High-dimensional learning of linear causal networks via inverse covariance estimation

TL;DR

This paper introduces a new high-dimensional framework for estimating linear causal networks (DAGs) using inverse covariance estimation, with theoretical guarantees and efficient algorithms for structure learning.

Contribution

The paper proposes a novel two-part method for DAG estimation from inverse covariance support and score-based selection, with consistency results and linear-time algorithms under certain conditions.

Findings

The true DAG minimizes the reweighted squared l2-loss when error variances are known or well-estimated.

High-dimensional consistency is established under a gap condition between the true DAG and alternatives.
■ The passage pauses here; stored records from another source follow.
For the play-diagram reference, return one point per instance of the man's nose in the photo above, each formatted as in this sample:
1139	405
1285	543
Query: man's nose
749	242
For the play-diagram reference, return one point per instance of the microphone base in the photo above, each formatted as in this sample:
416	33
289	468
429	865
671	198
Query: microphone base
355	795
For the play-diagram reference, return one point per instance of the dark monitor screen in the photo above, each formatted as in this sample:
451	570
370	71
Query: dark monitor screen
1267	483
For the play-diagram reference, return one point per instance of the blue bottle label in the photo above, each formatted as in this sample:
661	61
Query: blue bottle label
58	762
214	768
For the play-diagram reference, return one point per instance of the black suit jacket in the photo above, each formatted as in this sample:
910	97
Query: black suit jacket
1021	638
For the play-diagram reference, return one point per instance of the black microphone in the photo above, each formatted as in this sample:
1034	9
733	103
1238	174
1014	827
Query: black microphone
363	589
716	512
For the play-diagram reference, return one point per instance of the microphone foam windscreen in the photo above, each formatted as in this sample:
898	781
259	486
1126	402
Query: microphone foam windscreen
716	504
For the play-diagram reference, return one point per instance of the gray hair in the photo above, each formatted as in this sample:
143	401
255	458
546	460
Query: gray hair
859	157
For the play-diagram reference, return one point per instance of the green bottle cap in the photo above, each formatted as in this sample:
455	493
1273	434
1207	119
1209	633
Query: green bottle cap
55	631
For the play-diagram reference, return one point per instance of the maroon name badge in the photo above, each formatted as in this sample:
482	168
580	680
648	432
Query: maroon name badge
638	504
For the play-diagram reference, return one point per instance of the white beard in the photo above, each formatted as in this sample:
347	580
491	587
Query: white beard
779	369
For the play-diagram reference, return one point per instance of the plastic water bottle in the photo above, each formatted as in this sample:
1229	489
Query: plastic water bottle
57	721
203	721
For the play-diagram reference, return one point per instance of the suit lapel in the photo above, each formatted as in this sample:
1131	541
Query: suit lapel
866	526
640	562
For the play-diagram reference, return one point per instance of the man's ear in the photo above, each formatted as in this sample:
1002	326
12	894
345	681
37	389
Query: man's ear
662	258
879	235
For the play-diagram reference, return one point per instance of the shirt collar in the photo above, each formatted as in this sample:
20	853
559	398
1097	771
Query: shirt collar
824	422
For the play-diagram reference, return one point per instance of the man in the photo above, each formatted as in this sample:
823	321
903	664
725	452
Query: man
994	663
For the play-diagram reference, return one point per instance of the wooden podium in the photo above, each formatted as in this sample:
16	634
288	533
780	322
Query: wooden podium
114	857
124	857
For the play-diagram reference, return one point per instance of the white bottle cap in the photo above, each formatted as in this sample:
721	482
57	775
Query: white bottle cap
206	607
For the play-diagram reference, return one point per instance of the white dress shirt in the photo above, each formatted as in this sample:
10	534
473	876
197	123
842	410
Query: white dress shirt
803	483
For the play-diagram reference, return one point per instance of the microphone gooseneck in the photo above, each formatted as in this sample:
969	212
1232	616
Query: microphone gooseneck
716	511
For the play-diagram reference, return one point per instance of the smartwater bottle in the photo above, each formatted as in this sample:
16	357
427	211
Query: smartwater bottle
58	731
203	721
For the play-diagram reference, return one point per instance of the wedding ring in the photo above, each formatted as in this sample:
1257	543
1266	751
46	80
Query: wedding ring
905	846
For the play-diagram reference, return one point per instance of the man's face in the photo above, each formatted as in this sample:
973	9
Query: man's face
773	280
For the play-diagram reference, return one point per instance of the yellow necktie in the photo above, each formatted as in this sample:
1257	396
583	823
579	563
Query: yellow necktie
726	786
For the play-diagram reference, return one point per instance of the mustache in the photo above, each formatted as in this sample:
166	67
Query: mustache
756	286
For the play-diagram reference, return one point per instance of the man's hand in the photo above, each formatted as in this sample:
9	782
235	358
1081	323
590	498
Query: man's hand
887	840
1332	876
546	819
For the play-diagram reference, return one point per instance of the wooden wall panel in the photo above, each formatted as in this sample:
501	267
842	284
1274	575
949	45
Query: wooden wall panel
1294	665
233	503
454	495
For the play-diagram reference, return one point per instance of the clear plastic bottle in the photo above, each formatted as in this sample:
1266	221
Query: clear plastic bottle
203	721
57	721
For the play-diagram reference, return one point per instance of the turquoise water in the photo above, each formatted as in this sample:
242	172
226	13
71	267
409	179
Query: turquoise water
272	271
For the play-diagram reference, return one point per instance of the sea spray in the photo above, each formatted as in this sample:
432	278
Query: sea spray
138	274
Dynamic programming enables linear-time DAG selection for bounded treewidth moralized graphs.

Abstract

We establish a new framework for statistical estimation of directed acyclic graphs (DAGs) when data are generated from a linear, possibly non-Gaussian structural equation model. Our framework consists of two parts: (1) inferring the moralized graph from the support of the inverse covariance matrix; and (2) selecting the best-scoring graph amongst DAGs that are consistent with the moralized graph. We show that when the error variances are known or estimated to close enough precision, the true DAG is the unique minimizer of the score computed using the reweighted squared l_2-loss. Our population-level results have implications for the identifiability of linear SEMs when the error covariances are specified up to a constant multiple. On the statistical side, we establish rigorous conditions for high-dimensional consistency of our two-part algorithm, defined in terms of a "gap" between the true DAG and the next best candidate. Finally, we demonstrate that dynamic programming may be used to select the optimal DAG in linear time when the treewidth of the moralized graph is bounded.